Monday, December 29, 2014

Literary Grindhouse

When I first published The Devil and Daniel Boone in the summer of 2012, it had been my intention that The JSH Book Club would quickly start cranking out these primitive, shoddy, low-budget literary crumbs on a monthly basis. Though four books in the year between summer 2012 and summer 2013 was admirable, it wasn't quite what I'd planned; nor was the almost year-long hiatus after The Bartender.

Now, having moved to Naples, I'm revitalized by the swamps of southern Florida, Ernest Hemingway style, and also perhaps anointed by having made my pilgrimage to the bar in St. Petersburg where Jack Kerouac had his last drink. I'm now announcing that, come hell or high water (both of which do in fact occur here) I'm putting out a book a month, making this a real, honest-to-gorsh book club that will deliver a fresh fruit to your mailbox every month.

January's selection is, of course, Toulouse-inations, which reared its ugly little head day before yesterday. I haven't yet decided what the next volume for February will be, but I have a whole raft of almost-finished projects cluttering up that desk. The genres run the gamut from historical romance to hard-boiled detective to voodoo thrillers to science fiction, but the greater overarching genre is "pulp fiction", that glorious world where ineptitude meets exuberance at the corner of inscrutability and expedience.

Saturday, December 6, 2014


My play Toulouse-inations, staged by Catclaw Theatre Company at the Kentucky Center For The Arts in 2008, is now a novel from Wakeling & Harbour and the JSH Book Club! The book will be available in paperback and Kindle e-book edition before year's end.

Toulouse-inations is about the declining fin de siecle days of Parisian nightlife in the 1880s, as seen through the green absinthe-drenched visions of painter Henri de Toulouse-Lautrec.

T-L spends much of his time propping up the bar, and in an adjacent brothel where he spends his nights consorting with prostitutes - but as a friend and lover, not a client.

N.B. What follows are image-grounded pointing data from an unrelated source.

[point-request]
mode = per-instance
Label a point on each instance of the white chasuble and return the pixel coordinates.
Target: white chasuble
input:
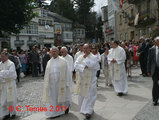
(86, 84)
(55, 86)
(117, 69)
(70, 65)
(8, 94)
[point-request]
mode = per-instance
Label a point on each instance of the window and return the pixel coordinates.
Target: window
(121, 37)
(140, 33)
(31, 29)
(149, 30)
(139, 8)
(17, 37)
(120, 19)
(43, 13)
(126, 36)
(132, 12)
(148, 6)
(45, 22)
(30, 38)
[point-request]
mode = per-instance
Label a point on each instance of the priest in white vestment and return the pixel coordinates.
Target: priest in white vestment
(69, 59)
(116, 61)
(87, 67)
(56, 83)
(8, 96)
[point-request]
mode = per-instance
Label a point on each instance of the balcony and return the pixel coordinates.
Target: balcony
(131, 21)
(145, 18)
(18, 43)
(109, 30)
(134, 1)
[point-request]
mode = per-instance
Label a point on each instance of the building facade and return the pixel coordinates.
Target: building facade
(136, 18)
(111, 29)
(105, 22)
(78, 33)
(124, 17)
(64, 30)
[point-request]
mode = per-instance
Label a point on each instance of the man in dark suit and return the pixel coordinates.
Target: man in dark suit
(153, 69)
(45, 58)
(34, 60)
(141, 52)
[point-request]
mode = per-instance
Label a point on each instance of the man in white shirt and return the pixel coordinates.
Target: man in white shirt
(8, 96)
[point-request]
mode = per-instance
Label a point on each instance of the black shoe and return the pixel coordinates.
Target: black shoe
(155, 103)
(88, 116)
(67, 110)
(13, 116)
(6, 117)
(120, 94)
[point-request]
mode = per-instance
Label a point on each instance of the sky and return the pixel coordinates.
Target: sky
(98, 5)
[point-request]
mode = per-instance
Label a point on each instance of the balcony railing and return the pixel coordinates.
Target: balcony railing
(146, 18)
(109, 29)
(18, 43)
(131, 21)
(134, 1)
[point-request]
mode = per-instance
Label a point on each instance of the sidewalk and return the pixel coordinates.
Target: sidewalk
(108, 105)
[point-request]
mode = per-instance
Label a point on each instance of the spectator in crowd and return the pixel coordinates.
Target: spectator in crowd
(34, 60)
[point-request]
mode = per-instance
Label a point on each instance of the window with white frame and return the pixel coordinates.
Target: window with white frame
(43, 13)
(31, 29)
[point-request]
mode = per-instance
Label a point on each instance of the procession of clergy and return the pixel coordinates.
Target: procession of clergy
(58, 79)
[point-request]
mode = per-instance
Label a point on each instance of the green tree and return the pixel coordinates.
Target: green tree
(14, 15)
(40, 3)
(99, 30)
(85, 16)
(64, 8)
(83, 10)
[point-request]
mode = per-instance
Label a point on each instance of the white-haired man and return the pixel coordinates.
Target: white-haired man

One of his polyamorous love interests is Eugenie, a blonde ingenue who aspires to become a playwright.

In addition to the fascinating women in his life, a number of other peculiar characters weave their way through the woof and warp of T-L's struggling art career. That career is imperiled continously by his bohemian lifestyle and alcoholism, which threatens his health and his sanity as his hallucinations increase in severity.

Toulouse-inations combines a lighthearted and breezy tone with darker elements of Steampunk and Grand Guignol horror. As with my previous historical novels - The Seventeenth Island and The Devil and Daniel Boone - if you're the sort to get bent out of shape over severe liberties being taken with historical accuracy, I caution you to stay away. Far away. The hell away. Run.

Submitted here is a brief excerpt:

Two nights later, I found myself once again leaning against the bar in the company of that Francis Tumblety fellow. He was wearing the exact same clothes he'd had on last time I'd seen him. (He probably thought the same of me, but I happen to have many white shirts and black vests.) Dr. Tumblety was in a slightly more erratic mood on this occasion, given to long stretches of brooding. He was also tossing the shots back at triple my pace.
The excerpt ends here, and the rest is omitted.